İsrail'in yapay zekayı harp tekniği olarak modifiye ettiğini son Gazze soykırımında ve İran, Lübnan, suikastlarında hep birlikte gördük. Hatta daha 2018'de, Prof. Hariri; İsrail istihbaratının Batı Şeria'da yaşayan her varlığı yakından takip ettiğini, düşünce ve eğilim datalarına sahip olduğunu söylüyor... Zapsu'ya göre veri savaşlarında en güçlü iki odak bulunuyormuş; İsrail ve Çin...
En kolay anlayabileceğimiz şekli ile, sözgelimi hepimizin telefonlarında yer alan "e-nabız"lar veya "mobil-bankacılık" aplikasyonları... Kişisel datalarıma girecek gizli bir el, benim hangi kronik hastalıklarımın olduğunu, hangi ilaçların benim için hayati önem taşıdığını, hangi alerjilerim olduğunu veya kime ne kadar borcum – alacağım, emeklilik planım var mı yok mu, gibi bilgileri anında çıkartacaktır.
1800'ler, Jeremy Bentham'ın kurguladığı ve tüm mahkumların tek bir gözle tek tek gözetlenebileceği bir hapishane mimarisi olan "panopticon" devletin insanları göz hapsinde tutarak sağlayacağı güvenlik anlayışını ifade ediyordu.

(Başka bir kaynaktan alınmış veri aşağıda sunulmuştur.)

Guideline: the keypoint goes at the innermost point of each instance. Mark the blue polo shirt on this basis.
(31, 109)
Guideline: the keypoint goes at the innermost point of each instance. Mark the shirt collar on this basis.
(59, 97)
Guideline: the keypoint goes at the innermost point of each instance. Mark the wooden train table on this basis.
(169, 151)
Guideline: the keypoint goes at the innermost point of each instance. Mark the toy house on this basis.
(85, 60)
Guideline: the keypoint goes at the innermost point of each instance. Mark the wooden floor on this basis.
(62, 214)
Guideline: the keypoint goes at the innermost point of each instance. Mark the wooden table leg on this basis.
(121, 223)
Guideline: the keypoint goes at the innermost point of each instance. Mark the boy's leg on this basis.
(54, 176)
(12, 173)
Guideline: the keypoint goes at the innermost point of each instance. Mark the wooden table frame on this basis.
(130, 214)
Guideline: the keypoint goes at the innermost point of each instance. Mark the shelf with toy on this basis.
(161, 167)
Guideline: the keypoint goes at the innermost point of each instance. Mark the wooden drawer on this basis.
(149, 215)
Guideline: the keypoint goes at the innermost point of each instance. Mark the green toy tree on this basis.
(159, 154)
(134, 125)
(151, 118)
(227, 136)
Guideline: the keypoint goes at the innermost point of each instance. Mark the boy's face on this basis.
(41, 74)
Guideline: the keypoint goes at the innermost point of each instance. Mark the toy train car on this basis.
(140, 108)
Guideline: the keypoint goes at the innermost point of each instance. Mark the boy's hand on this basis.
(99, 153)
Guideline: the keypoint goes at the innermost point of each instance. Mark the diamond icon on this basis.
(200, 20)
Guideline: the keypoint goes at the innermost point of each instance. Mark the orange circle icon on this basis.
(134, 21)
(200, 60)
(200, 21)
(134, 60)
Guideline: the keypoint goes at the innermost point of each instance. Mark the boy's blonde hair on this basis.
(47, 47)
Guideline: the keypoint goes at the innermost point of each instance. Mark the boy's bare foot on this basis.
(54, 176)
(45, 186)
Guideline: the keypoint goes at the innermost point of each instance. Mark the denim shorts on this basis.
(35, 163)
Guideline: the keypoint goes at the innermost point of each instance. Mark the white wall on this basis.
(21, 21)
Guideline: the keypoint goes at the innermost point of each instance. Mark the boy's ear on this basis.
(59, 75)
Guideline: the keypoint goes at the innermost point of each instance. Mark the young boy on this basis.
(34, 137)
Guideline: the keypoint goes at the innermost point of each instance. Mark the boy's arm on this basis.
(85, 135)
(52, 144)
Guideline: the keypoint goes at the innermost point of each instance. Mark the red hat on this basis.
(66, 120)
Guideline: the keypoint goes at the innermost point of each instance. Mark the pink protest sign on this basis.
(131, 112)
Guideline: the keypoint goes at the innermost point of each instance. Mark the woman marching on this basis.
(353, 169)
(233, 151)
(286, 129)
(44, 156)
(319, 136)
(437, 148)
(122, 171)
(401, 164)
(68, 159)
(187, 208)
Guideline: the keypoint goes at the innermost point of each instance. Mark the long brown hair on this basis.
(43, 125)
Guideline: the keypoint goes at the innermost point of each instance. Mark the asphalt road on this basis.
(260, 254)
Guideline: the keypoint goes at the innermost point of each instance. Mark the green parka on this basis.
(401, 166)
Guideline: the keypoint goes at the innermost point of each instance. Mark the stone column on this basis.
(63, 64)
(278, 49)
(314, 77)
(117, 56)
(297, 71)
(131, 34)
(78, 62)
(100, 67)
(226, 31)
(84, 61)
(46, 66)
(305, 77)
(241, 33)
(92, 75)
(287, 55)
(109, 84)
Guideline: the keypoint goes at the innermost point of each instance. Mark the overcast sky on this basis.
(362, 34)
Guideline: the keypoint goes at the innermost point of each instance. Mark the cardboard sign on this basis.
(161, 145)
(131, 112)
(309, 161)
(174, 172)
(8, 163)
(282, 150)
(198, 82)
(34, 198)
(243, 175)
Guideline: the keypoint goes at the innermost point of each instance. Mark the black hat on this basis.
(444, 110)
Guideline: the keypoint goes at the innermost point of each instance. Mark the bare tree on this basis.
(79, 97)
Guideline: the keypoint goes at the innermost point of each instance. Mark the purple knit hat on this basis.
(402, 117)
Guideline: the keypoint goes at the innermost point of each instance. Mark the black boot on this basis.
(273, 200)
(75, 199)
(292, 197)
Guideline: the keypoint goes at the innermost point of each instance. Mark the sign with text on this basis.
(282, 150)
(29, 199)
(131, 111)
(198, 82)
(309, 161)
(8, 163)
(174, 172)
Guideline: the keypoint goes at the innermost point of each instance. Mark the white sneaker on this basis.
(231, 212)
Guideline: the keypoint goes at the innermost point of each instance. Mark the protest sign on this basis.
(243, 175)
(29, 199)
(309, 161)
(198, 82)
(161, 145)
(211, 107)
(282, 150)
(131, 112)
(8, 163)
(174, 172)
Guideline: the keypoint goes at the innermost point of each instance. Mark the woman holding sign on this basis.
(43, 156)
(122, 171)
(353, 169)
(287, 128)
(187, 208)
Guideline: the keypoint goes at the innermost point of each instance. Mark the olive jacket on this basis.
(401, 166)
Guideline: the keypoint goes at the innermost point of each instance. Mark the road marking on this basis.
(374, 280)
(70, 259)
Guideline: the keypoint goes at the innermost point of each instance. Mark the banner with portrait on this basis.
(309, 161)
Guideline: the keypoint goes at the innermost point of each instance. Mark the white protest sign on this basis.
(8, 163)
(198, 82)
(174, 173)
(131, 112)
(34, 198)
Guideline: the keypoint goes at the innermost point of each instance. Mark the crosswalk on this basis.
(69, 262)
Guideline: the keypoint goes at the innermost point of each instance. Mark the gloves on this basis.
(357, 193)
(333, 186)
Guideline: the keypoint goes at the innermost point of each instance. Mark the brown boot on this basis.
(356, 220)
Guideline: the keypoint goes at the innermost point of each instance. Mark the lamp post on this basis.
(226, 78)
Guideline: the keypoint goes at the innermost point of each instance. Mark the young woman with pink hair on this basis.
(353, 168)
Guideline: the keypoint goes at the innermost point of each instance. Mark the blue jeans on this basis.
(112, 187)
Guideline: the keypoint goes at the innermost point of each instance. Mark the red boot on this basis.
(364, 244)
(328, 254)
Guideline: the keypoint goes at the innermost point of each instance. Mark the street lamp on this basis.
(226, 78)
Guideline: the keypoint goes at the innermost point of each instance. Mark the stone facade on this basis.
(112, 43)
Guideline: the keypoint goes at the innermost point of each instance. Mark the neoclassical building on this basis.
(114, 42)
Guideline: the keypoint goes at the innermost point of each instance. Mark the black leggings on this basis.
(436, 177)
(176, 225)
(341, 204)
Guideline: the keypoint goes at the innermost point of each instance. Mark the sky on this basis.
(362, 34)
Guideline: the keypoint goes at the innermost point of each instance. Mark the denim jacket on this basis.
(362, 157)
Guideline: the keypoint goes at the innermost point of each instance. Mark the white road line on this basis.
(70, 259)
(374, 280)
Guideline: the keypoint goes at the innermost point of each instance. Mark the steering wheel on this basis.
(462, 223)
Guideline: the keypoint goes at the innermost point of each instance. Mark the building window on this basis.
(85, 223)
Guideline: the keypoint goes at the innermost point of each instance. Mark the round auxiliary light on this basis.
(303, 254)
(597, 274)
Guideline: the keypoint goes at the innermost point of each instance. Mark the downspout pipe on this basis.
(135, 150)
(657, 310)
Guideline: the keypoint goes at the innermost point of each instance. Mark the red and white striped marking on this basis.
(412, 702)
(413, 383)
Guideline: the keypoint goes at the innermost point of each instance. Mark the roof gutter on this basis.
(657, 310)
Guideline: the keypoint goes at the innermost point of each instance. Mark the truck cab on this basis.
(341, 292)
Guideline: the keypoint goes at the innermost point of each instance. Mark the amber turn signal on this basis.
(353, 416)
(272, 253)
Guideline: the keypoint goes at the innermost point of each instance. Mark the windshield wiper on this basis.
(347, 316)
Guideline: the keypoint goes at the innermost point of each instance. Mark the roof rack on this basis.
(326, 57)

Bentham'a göre gözetleyen iktidardır. Gözetimde olan ise bir şeyi öğrenmesi gereken tebaadır...
Hariri'nin "homossapiens sonrası' dediği bu yakın gelecekteki insan tipi ise, mahremiyetini tamamen yitirmiş, her bir hücresi büyük şirketlerce veya elit insan topluluklarınca bilinen, varlığı yağmalanan, hesaplanan ve hatta yeniden modifiye edilen bir varlığa dönüşecek-miş...
Devlet/ birey ikileminde devletin büyük panopticon gücü karşısında zaten oldukça cılız ve yalnız başına olan insan, acaba devletleşmiş şirketlerin elinde ne hale gelecek?
Devletleşen şirketler çağı mı başlıyor yoksa?